O organismo usa essas vitaminas para transformar a homocisteína em outras substâncias úteis. Sendo um aminoácido intermediário, a homocisteína não é prejudicial. Apenas quando aumentada, ela torna-se nociva ao organismo.
Em 1962, surgiu uma teoria de que níveis elevados de homocisteína estariam na origem da doença aterosclerótica. Tal hipótese foi baseada na observação de aterosclerose avançada na necropsia de duas crianças com homocistinúria, doença genética que cursa com níveis muito elevados de homocisteína, bem como em diversas experiências com animais.
Visto, inicialmente, com desconfiança pela comunidade científica, esse pressuposto vem ganhando aceitação, produzindo diversos estudos destinados a comprová-lo.
A ligação entre excesso de homocisteína na circulação sanguínea e distúrbios cardíacos não é novidade. Este aminoácido, que se forma no corpo devido à ingestão de proteínas, continua sendo tema de muitos artigos e controvérsias nos meios científicos.
O organismo, quando em equilíbrio, converte a homocisteína em compostos menos nocivos, como cisteína e glutationa, com o auxílio de vitaminas B6, B12 e ácido fólico.

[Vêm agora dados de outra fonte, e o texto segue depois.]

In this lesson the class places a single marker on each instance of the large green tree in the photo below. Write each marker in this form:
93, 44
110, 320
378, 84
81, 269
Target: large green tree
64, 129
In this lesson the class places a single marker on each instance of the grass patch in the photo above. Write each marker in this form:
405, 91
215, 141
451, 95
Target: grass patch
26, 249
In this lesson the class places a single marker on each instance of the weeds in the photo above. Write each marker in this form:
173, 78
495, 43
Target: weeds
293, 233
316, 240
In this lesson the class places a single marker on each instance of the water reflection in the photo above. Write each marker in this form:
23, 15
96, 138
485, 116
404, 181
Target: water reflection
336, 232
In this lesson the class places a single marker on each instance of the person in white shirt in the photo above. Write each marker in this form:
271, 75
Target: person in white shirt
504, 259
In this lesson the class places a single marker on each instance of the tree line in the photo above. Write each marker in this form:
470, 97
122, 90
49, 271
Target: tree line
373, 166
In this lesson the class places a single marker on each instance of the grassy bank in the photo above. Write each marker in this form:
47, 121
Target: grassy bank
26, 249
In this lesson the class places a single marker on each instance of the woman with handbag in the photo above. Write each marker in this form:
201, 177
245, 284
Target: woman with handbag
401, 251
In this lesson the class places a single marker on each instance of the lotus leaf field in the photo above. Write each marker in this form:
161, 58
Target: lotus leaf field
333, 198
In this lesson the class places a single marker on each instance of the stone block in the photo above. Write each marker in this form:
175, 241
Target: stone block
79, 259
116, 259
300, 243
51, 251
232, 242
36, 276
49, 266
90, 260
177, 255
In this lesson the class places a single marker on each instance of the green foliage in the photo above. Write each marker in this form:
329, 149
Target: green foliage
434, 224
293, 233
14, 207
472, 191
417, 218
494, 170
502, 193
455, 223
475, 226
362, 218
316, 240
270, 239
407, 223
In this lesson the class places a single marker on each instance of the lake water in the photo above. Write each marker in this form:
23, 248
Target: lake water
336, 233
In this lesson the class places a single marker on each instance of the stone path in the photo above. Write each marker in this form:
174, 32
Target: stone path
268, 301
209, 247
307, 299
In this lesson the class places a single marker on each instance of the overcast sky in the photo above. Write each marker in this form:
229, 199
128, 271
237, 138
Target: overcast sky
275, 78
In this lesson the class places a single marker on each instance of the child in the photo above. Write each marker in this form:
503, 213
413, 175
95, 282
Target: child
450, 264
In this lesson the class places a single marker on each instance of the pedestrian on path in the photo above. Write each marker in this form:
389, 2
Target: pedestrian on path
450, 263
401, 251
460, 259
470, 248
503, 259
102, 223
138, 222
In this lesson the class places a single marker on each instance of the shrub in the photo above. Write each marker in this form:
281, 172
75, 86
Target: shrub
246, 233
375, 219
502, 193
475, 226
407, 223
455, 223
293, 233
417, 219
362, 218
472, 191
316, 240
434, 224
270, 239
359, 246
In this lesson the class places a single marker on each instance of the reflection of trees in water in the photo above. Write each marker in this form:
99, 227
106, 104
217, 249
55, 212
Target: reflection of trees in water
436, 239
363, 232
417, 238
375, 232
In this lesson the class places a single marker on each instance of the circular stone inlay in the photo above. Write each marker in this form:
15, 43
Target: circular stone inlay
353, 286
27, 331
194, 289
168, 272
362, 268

Entretanto, quando o corpo apresenta dificuldade para metabolizar a homocisteína, ela pode se acumular no sangue. Essa condição ocasiona uma série de complicações, sendo um dos principais fatores de risco para doenças cardiovasculares, como o infarto agudo do miocárdio e o acidente vascular cerebral.
Diversas razões costumam contribuir para o aumento dos níveis de homocisteína, e a maioria está relacionada a deficiências nutricionais ou fatores genéticos.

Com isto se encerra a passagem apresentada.